The charts, prospectively recorded, of all the patients treated at home by the “L'Aquila per la Vita” Home Care Unit from August 2006 to December 2011, were reviewed. The number of patients, home accesses, length of the home care, hospital admission, emergency calls, and the place of death were recorded. Data were analyzed considering the origin of the patients (medical oncology department or other).Results.
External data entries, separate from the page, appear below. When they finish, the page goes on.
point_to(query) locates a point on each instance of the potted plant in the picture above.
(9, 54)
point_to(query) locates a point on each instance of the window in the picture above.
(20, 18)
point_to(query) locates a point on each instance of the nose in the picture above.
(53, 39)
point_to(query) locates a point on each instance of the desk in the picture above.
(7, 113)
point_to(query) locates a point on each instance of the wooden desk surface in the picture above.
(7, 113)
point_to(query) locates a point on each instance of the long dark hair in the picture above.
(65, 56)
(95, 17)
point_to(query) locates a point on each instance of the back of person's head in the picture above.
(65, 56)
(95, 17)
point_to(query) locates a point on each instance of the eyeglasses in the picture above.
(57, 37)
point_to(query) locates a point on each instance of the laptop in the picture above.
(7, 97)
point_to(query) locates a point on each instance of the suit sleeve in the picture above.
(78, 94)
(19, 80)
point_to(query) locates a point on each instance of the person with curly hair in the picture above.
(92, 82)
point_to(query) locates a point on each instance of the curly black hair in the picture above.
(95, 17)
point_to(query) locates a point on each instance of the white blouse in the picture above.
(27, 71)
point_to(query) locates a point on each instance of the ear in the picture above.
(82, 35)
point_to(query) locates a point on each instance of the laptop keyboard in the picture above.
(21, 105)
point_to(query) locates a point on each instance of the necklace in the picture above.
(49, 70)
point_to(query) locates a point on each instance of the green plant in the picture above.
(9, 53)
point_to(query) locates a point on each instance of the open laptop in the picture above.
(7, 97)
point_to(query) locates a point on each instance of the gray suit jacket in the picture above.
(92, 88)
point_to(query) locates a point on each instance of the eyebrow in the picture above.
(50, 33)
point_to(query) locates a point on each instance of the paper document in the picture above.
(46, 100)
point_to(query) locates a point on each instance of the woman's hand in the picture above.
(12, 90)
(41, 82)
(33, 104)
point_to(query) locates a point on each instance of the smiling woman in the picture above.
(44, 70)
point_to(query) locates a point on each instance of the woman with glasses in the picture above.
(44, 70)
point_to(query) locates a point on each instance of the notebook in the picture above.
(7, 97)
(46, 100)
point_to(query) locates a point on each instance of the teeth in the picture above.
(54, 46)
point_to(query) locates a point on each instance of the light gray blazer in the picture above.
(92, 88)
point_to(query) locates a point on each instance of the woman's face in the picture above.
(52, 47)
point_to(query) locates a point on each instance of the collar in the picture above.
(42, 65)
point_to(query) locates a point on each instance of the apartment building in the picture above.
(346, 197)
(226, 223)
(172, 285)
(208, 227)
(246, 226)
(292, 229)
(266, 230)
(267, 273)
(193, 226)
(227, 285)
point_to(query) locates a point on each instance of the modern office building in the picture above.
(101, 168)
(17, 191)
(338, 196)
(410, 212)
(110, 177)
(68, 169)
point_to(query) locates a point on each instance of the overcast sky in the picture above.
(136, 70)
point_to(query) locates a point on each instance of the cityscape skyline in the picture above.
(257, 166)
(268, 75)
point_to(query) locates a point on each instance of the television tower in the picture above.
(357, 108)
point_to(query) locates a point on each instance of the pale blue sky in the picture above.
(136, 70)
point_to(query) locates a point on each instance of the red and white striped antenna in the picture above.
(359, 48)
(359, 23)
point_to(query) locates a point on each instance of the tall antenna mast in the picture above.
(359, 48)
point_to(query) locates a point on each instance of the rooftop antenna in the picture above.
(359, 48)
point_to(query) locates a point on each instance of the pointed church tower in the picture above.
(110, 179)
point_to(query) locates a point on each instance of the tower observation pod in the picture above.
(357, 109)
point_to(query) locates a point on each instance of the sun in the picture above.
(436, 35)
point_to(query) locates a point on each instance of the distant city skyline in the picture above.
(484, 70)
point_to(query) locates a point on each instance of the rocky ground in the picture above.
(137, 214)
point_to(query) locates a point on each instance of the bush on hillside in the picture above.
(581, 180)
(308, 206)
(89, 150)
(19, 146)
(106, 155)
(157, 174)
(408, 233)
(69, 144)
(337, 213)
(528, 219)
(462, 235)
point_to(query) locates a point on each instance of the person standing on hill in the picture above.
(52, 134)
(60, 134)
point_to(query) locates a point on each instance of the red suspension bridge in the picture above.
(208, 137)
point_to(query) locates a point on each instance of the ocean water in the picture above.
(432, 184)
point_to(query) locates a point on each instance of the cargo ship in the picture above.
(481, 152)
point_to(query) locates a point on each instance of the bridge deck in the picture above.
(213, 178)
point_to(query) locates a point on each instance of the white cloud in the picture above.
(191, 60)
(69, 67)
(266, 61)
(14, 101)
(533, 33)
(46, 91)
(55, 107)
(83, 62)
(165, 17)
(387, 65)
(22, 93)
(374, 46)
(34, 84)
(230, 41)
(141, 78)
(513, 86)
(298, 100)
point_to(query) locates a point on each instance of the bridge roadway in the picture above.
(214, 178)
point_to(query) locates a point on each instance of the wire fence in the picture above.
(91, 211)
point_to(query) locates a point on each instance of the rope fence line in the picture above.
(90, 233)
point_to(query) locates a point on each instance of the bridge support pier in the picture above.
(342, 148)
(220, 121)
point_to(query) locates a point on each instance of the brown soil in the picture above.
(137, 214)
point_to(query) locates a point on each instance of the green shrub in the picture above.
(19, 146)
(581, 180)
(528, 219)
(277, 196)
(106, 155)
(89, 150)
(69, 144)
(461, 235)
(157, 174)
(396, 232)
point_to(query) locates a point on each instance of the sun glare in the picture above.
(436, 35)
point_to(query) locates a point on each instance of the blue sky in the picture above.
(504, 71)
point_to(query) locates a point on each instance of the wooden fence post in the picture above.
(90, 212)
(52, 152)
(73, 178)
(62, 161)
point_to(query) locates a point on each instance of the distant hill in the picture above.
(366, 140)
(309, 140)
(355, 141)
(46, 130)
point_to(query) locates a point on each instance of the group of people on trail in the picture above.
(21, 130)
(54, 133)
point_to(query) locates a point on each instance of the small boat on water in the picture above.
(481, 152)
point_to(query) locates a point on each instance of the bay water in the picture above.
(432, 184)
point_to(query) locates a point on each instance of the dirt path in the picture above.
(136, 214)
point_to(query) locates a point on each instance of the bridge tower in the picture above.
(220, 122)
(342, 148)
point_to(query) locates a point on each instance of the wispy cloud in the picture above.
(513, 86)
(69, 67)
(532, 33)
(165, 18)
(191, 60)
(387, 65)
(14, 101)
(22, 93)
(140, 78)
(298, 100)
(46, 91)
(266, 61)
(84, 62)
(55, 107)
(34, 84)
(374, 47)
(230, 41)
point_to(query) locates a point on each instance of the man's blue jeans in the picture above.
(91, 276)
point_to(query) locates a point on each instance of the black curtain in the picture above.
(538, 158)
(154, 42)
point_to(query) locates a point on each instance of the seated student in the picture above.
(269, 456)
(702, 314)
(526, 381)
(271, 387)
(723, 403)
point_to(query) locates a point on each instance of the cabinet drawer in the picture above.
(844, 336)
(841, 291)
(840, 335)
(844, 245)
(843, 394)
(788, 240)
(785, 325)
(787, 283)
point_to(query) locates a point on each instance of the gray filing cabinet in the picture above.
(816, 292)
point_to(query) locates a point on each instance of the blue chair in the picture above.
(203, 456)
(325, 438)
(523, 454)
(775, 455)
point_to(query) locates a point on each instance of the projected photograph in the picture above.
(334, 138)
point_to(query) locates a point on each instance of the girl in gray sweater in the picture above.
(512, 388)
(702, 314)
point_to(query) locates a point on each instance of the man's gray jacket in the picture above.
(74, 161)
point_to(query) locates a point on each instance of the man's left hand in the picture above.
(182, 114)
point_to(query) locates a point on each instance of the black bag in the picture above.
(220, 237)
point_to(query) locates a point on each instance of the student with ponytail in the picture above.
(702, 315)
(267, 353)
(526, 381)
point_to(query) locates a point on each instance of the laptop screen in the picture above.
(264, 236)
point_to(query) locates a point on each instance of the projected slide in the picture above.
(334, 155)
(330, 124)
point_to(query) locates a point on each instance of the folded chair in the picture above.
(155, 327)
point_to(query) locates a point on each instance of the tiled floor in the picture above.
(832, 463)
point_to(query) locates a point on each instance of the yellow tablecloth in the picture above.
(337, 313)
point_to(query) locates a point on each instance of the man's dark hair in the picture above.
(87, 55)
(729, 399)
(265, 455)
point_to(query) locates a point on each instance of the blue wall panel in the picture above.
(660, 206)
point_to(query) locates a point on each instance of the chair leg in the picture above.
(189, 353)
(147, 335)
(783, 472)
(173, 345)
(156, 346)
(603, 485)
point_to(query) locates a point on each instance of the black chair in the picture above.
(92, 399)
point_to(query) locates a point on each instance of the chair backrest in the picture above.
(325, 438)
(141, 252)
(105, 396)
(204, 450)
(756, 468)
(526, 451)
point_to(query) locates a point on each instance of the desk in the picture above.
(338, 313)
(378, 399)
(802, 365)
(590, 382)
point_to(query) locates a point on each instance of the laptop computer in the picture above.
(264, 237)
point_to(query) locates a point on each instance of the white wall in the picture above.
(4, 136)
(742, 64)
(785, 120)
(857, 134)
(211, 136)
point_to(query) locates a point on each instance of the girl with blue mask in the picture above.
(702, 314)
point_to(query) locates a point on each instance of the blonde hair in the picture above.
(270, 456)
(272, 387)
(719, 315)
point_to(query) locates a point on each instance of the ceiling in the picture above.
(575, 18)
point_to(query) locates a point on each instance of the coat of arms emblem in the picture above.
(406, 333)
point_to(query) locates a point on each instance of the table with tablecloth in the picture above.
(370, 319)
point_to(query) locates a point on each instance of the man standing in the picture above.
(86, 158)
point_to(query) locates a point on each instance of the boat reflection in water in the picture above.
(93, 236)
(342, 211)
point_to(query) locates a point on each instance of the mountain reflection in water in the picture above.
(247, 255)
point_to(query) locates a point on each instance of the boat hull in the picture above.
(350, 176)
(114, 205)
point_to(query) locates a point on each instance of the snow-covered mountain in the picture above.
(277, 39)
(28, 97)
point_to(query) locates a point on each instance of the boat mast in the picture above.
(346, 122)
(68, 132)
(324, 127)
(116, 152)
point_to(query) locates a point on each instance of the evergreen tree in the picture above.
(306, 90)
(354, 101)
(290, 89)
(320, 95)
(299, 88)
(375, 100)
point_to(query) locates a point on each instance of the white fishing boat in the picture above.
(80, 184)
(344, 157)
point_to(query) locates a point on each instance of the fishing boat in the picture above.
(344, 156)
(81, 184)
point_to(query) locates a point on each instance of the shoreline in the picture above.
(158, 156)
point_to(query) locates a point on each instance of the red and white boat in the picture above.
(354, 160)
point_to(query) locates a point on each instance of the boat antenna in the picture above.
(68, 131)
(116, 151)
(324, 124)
A total of 461 patients was followed at home for a total of 10,503 home accesses (median accesses/patient, 20; range, 1-159). The median length of home care was 76 days (range, 2-643 days). The median was 101 days for patients coming from the medical oncology department and 53 days for patients coming from other origins (P <0.0005). There were 428 emergency calls (4.1% of all the home accesses). Emergency calls accounted for 253 of 7,364 home accesses (3.4%) among patients coming from the medical oncology department and for 175 of 3,139 home accesses (5.6%) among patients coming from other origins (P = 0.00005). Eighty of 461 patients (17.3%) required one in-hospital admission and 19/461 patients (4.1%) more than one. Fifty-nine of 259 (17.8%) patients coming from the medical oncology department and 40 of 186 (26.9%) coming from other origins required in-hospital admissions (P = 0.04). A total of 311 patients died (163 coming from the medical oncology department and 148 from other origins). Twentyeight of 163 (17.1%) coming from the medical oncology department and 52 of 148 (35.1%) coming from other origins died in the hospital (P = 0.0002).Conclusions.
A multidisciplinary and expert team, closely integrated with the hospital, can guarantee a long length of home care, avoiding hospitalization and closing the gap between the patients' preferences and the services offered regarding the place of death.